Konkrete Forderungen und Maßnahmen
Im kommenden Schulausschuss stellen die Liberalen einen entsprechenden Antrag. „Wenn die Sommer immer heißer werden, dann müssen wir unbedingt Maßnahmen ergreifen, um den Unterricht trotzdem weiter ohne Probleme stattfinden zu lassen“, sagt Ratsmitglied Micha Kasper, der die FDP auch im Schulausschuss vertritt. Der Immobilienservicebetrieb müsse schnellmöglich prüfen, wie Klimaanlagen in den städtischen Schulen nachgerüstet oder in Neubauten noch mitgeplant werden könnten. „Auch eine Kombination mit Wärmepumpen ist technisch denkbar“, sagt Kasper. Außerdem sollten Verschattungsmaßnahmen an Schulen geprüft werden, um massive Hitzebelastungen zu verringern.

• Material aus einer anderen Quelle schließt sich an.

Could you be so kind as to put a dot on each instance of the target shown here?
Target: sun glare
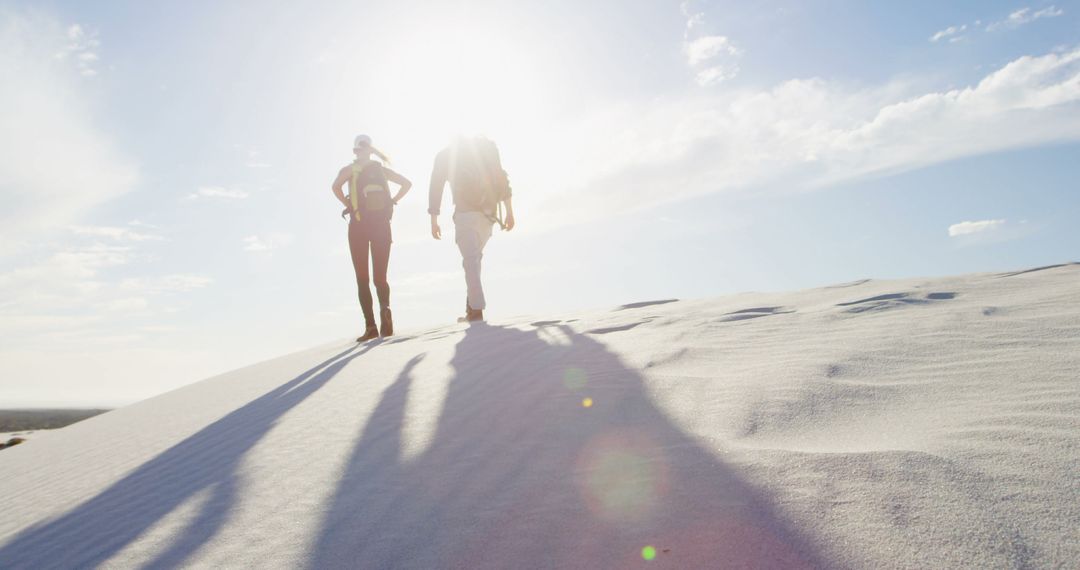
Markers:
(458, 78)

Politische Begründung und Weitblick
„Um auf ein verändertes Klima zu reagieren, ist es am sinnvollsten, auf die Auswirkungen mit geeigneten Maßnahmen zu reagieren – das sehen mittlerweile offenbar sogar die Grünen so, die jetzt einen schnellen Ausbau von Klimaanlagen auf Bundesebene gefordert haben“, sagt Jan Maik Schlifter, Vorsitzender der Ratsfraktion der FDP. „Ideologische Vorbehalte sind hier fehl am Platze, denn wir haben unseren Schulkindern gegenüber auch als Stadt eine Fürsorgepflicht. Ständige Unterrichtsausfälle dürfen nicht zum Normalfall werden an unseren Schulen.“ Klimaanlagen seien in den letzten Jahren ökologisch verträglicher geworden und in Kombination mit Solaranlagen sehr energieeffizient.